The Biggest Green Scam in America
Denver’s Wayde McKelvy raised tens of millions of dollars for a new, clean-energy company that the SEC says was nothing more than an old-school Ponzi scheme.
On November 16, 2009, the news broke of the SEC’s filing against McKelvy and company. The news release said representations by McKelvy and Wragg were “laced with bogus claims.” At that point, as McKelvy himself has said, “I sat down and started reinventing myself at that moment.” Wayde McKelvy soon re-emerged as Clint Brashman, now apparently up to some of the same old business—and with a pornographic twist.
In the wake of the SEC’s filing, numerous websites popped up exhorting Americans to rid themselves of traditional investments, and were registered to a man named Clint Brashman. A search for that name brings up multiple videos offering marketing advice. One was posted on June 5, 2010, by “thebrashman,” and opens with a guy speaking directly into a camera. He’s thinner now and has grown a goatee, but there’s no mistaking it: It’s McKelvy.
“The Brashman” hasn’t restricted his pursuits to marketing and financial sites: He’s tied to a porn site as well. The Brashman’s email is listed as the administrative contact for a pornographic blog, where on the first page viewers see another familiar face, this one framed with platinum-blond hair dropping past fake breasts. It’s Angela. On the website she reveals she is a transsexual. She writes on her blog that her boyfriend “lost all his money” at the beginning of 2010 and “drinks too much.” Nonetheless, he’s done a lot for her, and she loves him still. They’ve been together in Miami for two years.
Initially, McKelvy told me he has nothing to do with that blog or an accompanying site that recruits other transsexual folks to produce pornography. He denied this even though the recruiting site is registered to his old business, Retirement TRACS Seminars. Confronted with these connections, McKelvy then said he’s made no money from his pursuits as Clint Brashman. “Why should I legally make any—that’s going to come out wrong—why should I make any income? What good does it do for me to make any money? The [SEC] is just going to take it.”

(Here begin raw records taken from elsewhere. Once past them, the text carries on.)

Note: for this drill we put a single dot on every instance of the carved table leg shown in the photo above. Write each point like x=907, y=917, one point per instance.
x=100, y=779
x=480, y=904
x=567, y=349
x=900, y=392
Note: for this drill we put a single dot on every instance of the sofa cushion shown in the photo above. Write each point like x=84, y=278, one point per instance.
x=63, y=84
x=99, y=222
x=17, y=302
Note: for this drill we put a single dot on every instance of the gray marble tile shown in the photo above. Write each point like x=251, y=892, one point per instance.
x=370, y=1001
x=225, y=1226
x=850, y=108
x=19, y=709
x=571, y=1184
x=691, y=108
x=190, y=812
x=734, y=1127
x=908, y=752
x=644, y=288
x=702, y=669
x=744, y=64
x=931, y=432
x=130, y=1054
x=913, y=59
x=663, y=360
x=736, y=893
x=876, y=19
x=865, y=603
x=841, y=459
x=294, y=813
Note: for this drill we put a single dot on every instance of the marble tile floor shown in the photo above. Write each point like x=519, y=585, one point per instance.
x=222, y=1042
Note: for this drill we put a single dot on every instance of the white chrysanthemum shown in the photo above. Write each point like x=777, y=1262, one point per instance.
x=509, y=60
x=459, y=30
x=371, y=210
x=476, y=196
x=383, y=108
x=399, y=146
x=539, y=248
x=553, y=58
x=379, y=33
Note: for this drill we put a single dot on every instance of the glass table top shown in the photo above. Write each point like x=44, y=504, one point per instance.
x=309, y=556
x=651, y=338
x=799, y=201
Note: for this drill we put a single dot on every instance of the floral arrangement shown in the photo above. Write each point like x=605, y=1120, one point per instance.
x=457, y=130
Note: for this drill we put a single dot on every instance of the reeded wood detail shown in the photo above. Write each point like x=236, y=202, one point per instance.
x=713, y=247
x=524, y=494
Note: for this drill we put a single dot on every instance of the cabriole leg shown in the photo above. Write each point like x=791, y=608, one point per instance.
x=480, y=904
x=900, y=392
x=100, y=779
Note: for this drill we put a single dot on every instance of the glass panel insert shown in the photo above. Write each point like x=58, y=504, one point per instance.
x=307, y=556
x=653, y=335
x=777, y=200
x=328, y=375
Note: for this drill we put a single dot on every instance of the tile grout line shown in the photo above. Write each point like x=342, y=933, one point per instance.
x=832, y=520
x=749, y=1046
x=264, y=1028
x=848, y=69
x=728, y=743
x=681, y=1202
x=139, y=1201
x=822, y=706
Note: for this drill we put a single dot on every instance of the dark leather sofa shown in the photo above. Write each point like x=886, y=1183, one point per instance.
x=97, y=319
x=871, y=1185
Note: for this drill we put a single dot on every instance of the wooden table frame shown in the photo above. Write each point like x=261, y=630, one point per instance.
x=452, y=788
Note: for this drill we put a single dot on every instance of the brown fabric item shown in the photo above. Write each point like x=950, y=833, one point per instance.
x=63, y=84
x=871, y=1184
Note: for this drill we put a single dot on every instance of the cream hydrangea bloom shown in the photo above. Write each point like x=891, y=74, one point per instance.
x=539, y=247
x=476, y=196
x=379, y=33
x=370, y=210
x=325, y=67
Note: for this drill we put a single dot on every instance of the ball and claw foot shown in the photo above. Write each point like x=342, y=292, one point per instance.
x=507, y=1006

Speaking in the slight drawl that fed his image of a good-hearted Coloradan, McKelvy said that he may have done some things wrong. As far as Mantria, he admitted to the definition of a Ponzi scheme while bafflingly denying it was a Ponzi scheme: “I don’t care what the lawyers at SEC tell you; when you invest in mortgage-backed securities, they take money and go loan it to John Doe to buy a house. Doe makes payments and it flows back to me.… What I’m trying to say is that new money is always replacing old money in any investment.”
He rambled during the conversation, one minute saying those who lost money are the true victims; a minute later he lamented his crumbling reputation and compared those upset about losing their savings to homeowners complaining about their subprime mortgages. They could have asked questions, he said, done their own due diligence. “Not to sound like an asshole, I think it’s time Americans start taking some responsibility. I get that from my ex-wife now. Everything bad in her life is my fault.”

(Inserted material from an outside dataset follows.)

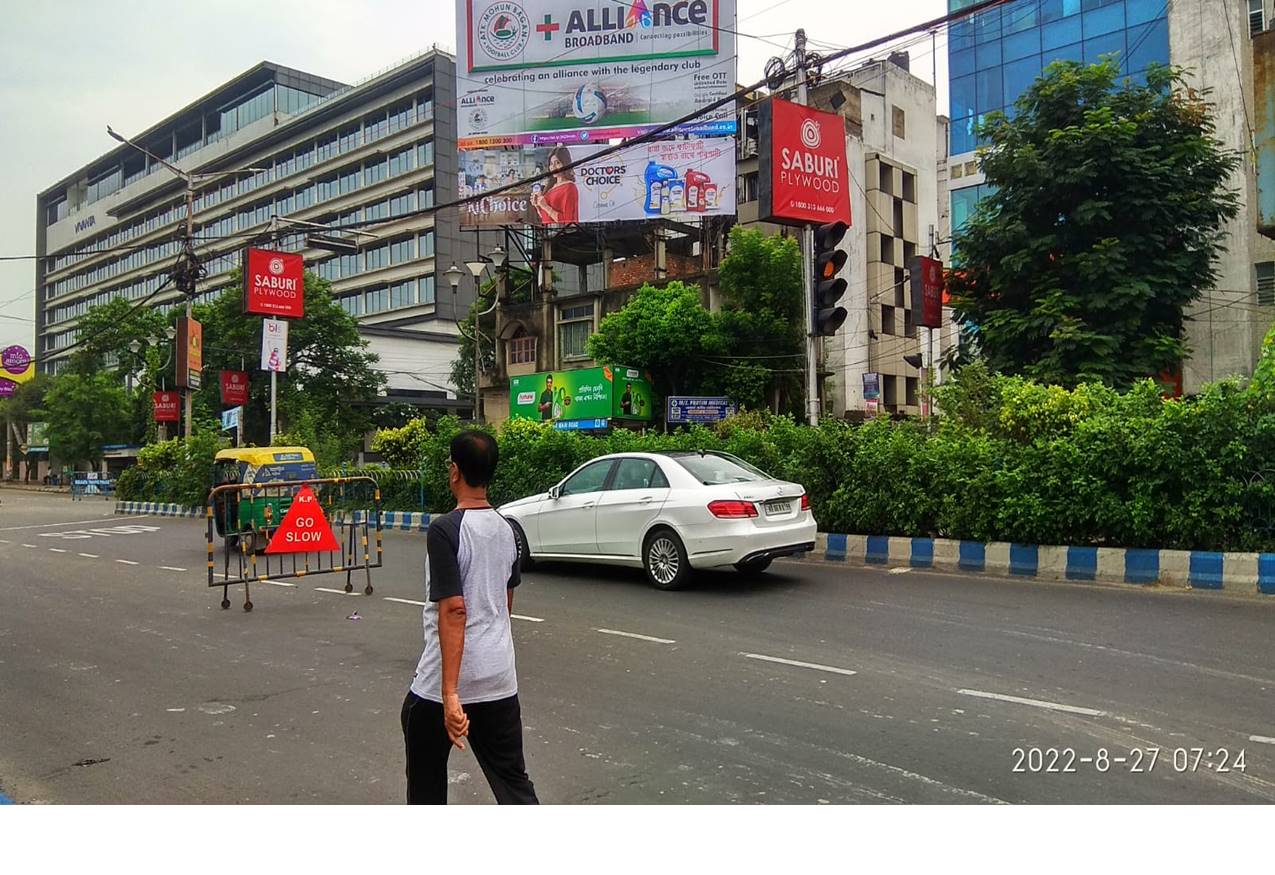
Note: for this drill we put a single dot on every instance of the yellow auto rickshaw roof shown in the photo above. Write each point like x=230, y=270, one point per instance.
x=259, y=455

A few days after our phone conversation last February, McKelvy signed an agreement with the SEC in which he neither admitted nor denied the SEC’s allegations. However, according to the Order of Permanent Injunction, McKelvy “will be precluded from arguing that he did not violate the federal securities laws as alleged,” and furthermore, will not “take any action or to make or permit to be made any public statement denying, directly or indirectly, any allegation in the Complaint or creating the impression that the Complaint is without factual basis.”
According to the SEC resolution, fines still could, and likely would, be levied against him on behalf of Mantria’s investors. And this SEC settlement agreement does not preclude the possibility of related civil actions, or, say, criminal charges that might come from the FBI. (Wragg, Knorr, and McKelvy’s ex-wife, Donna, signed similar orders.)
To date, no criminal charges have been filed against anyone involved with Mantria, but a couple of investors have been contacted by the FBI. Agents want to know what claims investors heard, what they were promised, and how much they lost. It’s unclear whether agents know about a guy named Clint Brashman.
“All of us have our own life lies that we tell ourselves,” Mantria investor Dr. Mary Phillips said about McKelvy. “Who we are, what we stand for. For Wayde, he wanted to be the ringmaster. He wanted to sway public opinion. Maybe he was lying to himself about what he was doing.”